NGC 3955 is a peculiar lenticular galaxy in the constellation of Crater. Its velocity with respect to the cosmic microwave background is 1842±26 km/s, which corresponds to a Hubble distance of 27.16 ± 1.94 Mpc. Additionally, one non-redshift measurement gives a closer distance of 20.600 Mpc. It was discovered by German-British astronomer William Herschel on 21 December 1786.
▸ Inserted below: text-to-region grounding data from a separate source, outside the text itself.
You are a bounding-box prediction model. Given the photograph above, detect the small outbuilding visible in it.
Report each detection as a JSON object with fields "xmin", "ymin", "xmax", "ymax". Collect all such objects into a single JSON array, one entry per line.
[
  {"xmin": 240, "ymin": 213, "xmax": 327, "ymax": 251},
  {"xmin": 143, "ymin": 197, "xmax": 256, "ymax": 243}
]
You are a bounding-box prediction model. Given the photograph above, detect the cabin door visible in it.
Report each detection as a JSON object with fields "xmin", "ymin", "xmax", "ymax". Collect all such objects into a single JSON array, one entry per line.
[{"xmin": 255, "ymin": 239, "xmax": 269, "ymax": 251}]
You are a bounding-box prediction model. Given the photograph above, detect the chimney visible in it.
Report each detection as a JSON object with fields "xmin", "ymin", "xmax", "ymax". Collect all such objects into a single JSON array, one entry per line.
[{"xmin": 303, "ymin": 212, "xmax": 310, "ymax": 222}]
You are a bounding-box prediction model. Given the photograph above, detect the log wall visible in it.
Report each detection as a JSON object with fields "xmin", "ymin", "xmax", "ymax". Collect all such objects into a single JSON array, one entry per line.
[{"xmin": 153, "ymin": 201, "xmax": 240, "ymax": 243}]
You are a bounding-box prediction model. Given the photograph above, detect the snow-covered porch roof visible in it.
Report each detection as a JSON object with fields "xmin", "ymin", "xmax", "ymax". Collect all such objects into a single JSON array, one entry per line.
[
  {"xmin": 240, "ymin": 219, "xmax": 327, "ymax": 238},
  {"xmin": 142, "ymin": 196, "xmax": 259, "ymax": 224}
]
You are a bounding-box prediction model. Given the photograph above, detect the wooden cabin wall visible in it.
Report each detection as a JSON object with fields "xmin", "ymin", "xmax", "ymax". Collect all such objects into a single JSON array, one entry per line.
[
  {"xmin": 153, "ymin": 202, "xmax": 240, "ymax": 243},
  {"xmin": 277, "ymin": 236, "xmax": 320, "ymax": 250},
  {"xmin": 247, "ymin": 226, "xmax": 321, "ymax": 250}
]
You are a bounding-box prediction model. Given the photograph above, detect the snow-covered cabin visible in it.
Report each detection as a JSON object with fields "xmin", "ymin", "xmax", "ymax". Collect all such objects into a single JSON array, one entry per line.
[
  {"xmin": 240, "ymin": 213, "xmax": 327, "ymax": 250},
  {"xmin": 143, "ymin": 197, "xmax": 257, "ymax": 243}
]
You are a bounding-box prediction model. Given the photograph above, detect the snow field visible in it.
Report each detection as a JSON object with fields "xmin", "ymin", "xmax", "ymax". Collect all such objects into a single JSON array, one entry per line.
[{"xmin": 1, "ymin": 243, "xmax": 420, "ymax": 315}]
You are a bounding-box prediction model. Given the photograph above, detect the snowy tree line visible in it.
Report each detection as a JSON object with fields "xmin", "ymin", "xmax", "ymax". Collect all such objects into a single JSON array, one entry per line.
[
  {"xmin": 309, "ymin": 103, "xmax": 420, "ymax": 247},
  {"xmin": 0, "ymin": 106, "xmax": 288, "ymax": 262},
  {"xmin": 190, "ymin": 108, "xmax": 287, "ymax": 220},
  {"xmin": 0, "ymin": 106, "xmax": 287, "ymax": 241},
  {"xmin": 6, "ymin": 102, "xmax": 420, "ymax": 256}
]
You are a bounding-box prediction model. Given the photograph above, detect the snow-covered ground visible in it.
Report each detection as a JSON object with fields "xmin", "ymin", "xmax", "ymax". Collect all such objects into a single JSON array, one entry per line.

NGC 3955 has a possible active galactic nucleus, i.e. it has a compact region at the center of a galaxy that emits a significant amount of energy across the electromagnetic spectrum, with characteristics indicating that this luminosity is not produced by the stars.

== NGC 4038 group ==
NGC 3955 is a member of the NGC 4038 group (also known as LGG 263). This group contains 27 galaxies, including NGC 3956, NGC 3957, NGC 3981, NGC 4024, NGC 4027, NGC 4033, NGC 4035, the Antennae Galaxies, and NGC 4050, among others.

== Supernova ==
One supernova has been observed in NGC 3955:
- SN 2026gzx (Type Ic, mag. 16.797) was discovered by ATLAS on 23 March 2026. It was initially classified as Type Ia, but later analysis concluded it was Type Ic.